Hosted by SirReel Studio Services, hundreds of people gathered April 6 in Sun Valley, Calif., to call attention to Gov. Newsom’s proposal to increase the state film incentive to $750 million a year. Speakers including “The Pitt” executive producer Simran Baidwan, Burbank Mayor Nikki Perez and Assemblyman Rick Chavez Zbur rallied support for AB 1138 and SB 630, which would hike the incentive and broaden the types of productions that qualify.

Before taking the stage, Zbur told Variety that although he feels “grateful” for the support AB 1138 has gotten so far, he admits that it’s “sad” that rallies like Stay in L.A. have to even happen in the first place.
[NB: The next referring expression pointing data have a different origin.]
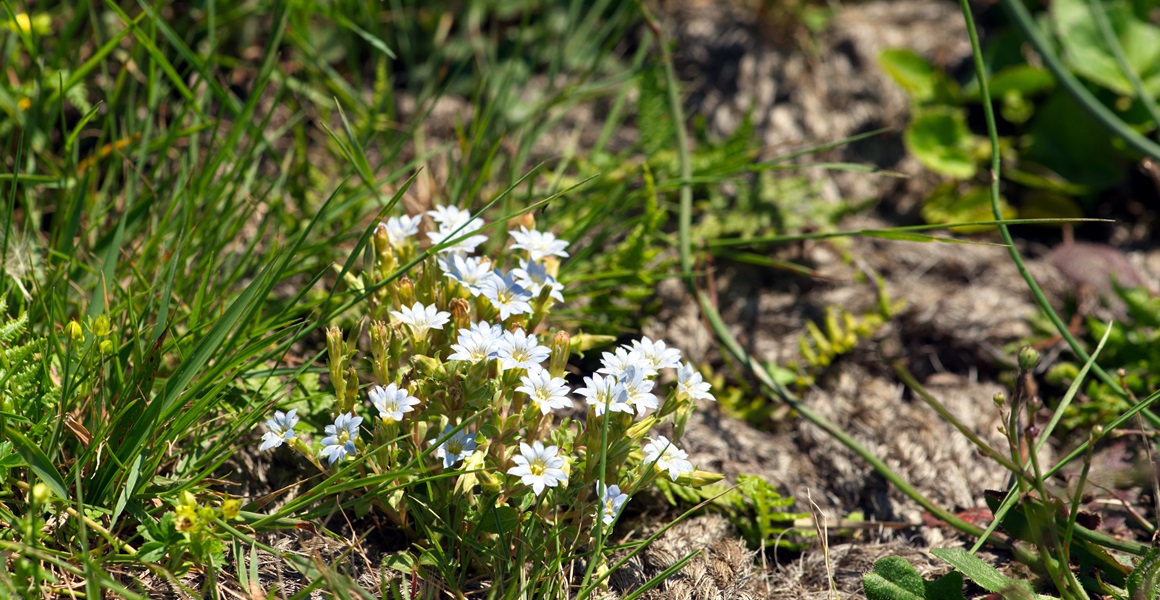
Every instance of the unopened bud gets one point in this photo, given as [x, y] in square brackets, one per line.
[461, 313]
[428, 366]
[230, 508]
[406, 289]
[352, 387]
[41, 493]
[1028, 359]
[638, 431]
[382, 239]
[697, 478]
[101, 326]
[74, 331]
[582, 342]
[335, 356]
[562, 348]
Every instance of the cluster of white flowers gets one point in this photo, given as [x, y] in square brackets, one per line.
[625, 383]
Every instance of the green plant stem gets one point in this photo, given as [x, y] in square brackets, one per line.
[1019, 12]
[1093, 107]
[771, 387]
[983, 446]
[1117, 50]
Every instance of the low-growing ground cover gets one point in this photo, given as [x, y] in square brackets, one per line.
[472, 301]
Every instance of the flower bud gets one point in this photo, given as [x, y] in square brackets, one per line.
[382, 239]
[406, 290]
[352, 387]
[698, 478]
[379, 348]
[335, 356]
[1028, 359]
[428, 366]
[230, 508]
[642, 428]
[101, 326]
[461, 313]
[41, 493]
[582, 342]
[562, 347]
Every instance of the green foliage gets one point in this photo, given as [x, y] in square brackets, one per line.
[1070, 163]
[839, 334]
[753, 505]
[893, 578]
[1132, 346]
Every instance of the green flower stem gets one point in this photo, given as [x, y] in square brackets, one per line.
[983, 446]
[768, 383]
[1026, 22]
[1021, 16]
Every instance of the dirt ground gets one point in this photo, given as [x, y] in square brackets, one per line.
[965, 308]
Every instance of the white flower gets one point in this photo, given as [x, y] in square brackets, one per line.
[506, 295]
[637, 390]
[392, 402]
[611, 500]
[421, 318]
[340, 438]
[616, 363]
[538, 244]
[399, 229]
[449, 216]
[280, 429]
[520, 351]
[471, 272]
[655, 354]
[477, 345]
[603, 392]
[546, 392]
[456, 447]
[689, 384]
[538, 467]
[534, 277]
[667, 457]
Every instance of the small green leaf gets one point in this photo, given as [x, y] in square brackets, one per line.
[893, 578]
[911, 71]
[939, 137]
[38, 462]
[1144, 582]
[984, 575]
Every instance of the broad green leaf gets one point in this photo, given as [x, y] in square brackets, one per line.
[911, 71]
[1144, 582]
[984, 575]
[939, 137]
[1064, 139]
[38, 462]
[1087, 53]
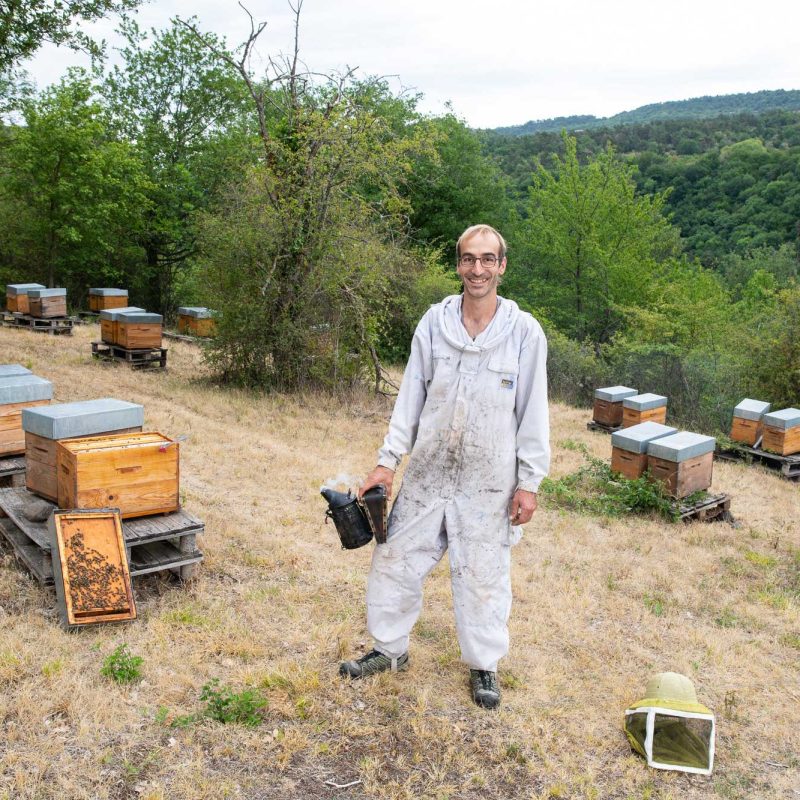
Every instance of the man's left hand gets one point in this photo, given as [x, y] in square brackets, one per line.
[523, 504]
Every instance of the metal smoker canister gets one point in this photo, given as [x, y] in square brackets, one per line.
[351, 523]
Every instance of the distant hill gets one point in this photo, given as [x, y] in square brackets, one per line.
[696, 108]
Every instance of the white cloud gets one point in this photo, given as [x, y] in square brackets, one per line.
[509, 61]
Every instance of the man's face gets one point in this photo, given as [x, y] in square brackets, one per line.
[479, 279]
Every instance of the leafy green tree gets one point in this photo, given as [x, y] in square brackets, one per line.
[185, 110]
[25, 25]
[456, 186]
[74, 194]
[591, 246]
[306, 254]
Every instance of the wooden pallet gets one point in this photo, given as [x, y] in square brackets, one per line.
[147, 358]
[55, 326]
[160, 542]
[12, 471]
[599, 426]
[788, 466]
[714, 508]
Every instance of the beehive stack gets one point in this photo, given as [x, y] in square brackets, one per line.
[629, 447]
[108, 322]
[196, 321]
[138, 330]
[47, 303]
[782, 431]
[102, 299]
[18, 392]
[747, 425]
[46, 427]
[608, 404]
[646, 407]
[683, 462]
[17, 296]
[137, 473]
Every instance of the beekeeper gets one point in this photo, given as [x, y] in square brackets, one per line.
[472, 411]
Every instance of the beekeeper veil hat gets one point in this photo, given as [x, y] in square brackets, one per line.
[670, 728]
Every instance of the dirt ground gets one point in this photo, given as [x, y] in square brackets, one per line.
[599, 606]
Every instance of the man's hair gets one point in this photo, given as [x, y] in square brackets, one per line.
[476, 230]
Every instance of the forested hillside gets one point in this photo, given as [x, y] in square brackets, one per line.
[317, 214]
[696, 108]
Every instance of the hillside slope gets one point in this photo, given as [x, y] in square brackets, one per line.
[704, 107]
[599, 606]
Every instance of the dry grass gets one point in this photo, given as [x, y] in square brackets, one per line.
[599, 606]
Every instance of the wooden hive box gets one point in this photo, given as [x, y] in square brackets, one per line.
[135, 472]
[90, 567]
[102, 299]
[683, 462]
[608, 404]
[646, 407]
[196, 321]
[782, 432]
[138, 330]
[16, 393]
[17, 296]
[45, 427]
[747, 426]
[629, 447]
[108, 322]
[47, 303]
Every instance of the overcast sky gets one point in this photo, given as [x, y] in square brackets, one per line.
[505, 62]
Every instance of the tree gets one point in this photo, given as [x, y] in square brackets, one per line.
[185, 110]
[456, 186]
[74, 195]
[307, 250]
[592, 246]
[27, 24]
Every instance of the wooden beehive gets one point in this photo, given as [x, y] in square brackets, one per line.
[44, 428]
[138, 330]
[47, 303]
[196, 321]
[108, 322]
[104, 299]
[683, 462]
[629, 447]
[90, 567]
[16, 393]
[782, 432]
[747, 425]
[646, 407]
[135, 472]
[17, 296]
[608, 404]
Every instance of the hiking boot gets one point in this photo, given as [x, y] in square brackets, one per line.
[485, 688]
[372, 663]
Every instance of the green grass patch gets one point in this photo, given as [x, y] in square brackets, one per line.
[594, 489]
[225, 705]
[122, 666]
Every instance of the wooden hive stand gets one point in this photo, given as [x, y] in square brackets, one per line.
[165, 542]
[144, 358]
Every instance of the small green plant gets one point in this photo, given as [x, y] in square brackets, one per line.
[224, 705]
[727, 619]
[654, 603]
[121, 666]
[594, 489]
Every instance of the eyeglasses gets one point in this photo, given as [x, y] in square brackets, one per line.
[488, 260]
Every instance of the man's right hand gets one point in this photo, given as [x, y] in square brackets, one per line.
[382, 475]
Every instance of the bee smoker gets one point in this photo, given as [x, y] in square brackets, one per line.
[357, 521]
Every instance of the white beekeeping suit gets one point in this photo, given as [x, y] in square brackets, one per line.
[474, 416]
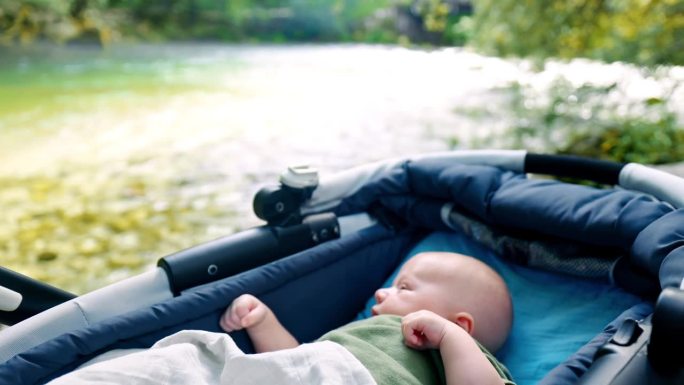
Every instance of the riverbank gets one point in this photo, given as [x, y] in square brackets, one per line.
[111, 159]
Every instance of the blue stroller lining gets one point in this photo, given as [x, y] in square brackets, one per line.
[324, 287]
[554, 315]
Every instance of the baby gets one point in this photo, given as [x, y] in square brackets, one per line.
[443, 301]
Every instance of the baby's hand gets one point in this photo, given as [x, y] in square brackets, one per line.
[424, 329]
[245, 312]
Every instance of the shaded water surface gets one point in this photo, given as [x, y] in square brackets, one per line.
[110, 159]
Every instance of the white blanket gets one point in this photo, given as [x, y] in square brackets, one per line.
[199, 357]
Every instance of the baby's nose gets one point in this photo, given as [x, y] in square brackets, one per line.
[380, 295]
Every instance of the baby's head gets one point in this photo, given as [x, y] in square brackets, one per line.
[457, 287]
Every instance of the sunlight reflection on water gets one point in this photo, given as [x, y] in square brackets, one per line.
[176, 138]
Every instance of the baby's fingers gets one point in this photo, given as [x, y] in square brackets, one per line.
[232, 319]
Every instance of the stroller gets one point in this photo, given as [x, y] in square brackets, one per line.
[596, 274]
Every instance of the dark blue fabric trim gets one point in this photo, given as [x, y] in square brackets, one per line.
[347, 271]
[569, 372]
[660, 248]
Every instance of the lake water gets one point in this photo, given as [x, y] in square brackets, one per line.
[110, 159]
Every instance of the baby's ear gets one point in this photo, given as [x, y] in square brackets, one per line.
[464, 320]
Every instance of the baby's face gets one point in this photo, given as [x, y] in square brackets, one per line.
[423, 283]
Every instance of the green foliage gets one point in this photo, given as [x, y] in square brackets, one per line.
[639, 31]
[595, 121]
[236, 20]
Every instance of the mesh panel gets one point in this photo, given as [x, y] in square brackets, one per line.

“The reason why we can get hundreds of people here on a Sunday afternoon is because people have seen these jobs lured away by other states,” Zbur said. “This is our iconic industry. It defines California. We have to protect what we invented and what is ours.”

Lawmakers also broached the subject of a nationwide film incentive — long a goal of the entertainment unions — instead of relying on a state-by-state patchwork to compete with other countries. Rep. Sydney Kamlager-Dove, D-Los Angeles, said it is important to “make the case” in Congress for federal subsidies.

“The World Cup is coming up. The Olympics are coming here. These are worldwide productions,” Kamlager-Dove said. “If you want to make America great again, make America produce again. And we have to help our colleagues on the other side of the aisle impress that upon this administration.”

Kamlager-Dove also put the pressure on the most privileged actors in the industry to advocate for Los Angeles.

“Oftentimes, people are thinking about the A-List celebrities – they will be OK,” she said. “They have the influence and the power to force production to stay here. But if you don’t have those exerting that kind of influence, we will see that production go to New Zealand and Mexico. And that hurts us.”

Rep. Luz Rivas, a Democrat from the San Fernando Valley, noted there are a lot of “competing priorities” for federal funding, with the wildfires recently devastating Southern California among other pressing concerns.

“I mean they’re all important, right? There’s just so many things that are equally important,” Rivas said. “As legislators, we get into fights … But these are jobs and if people lose them, people are going to leave the state.”

Stay in L.A. is not the only coalition fighting to increase tax incentives, with the California Production Coalition and Keep California Rolling also putting pressure on lawmakers. Pamala Buzick Kim, co-president of California United and co-founder of Stay in L.A., stressed the importance of staying competitive when location decisions are being made.

“I don’t think we’re trying to be the best tax incentives out of everywhere because we don’t have the same economy as some of those other places,” she said. “We have to have the tax incentives do just enough to keep us in the conversation.”

The key, added Teamsters’ Local 399 leader Lindsay Dougherty, is to keep on being “aggressive” and “militant” and not let the fight stop.

“If we lit it slip just a little bit, that’s enough time and money going elsewhere to then building an infrastructure workforce outside of California,” Dougherty said. “That’s when we get into trouble.”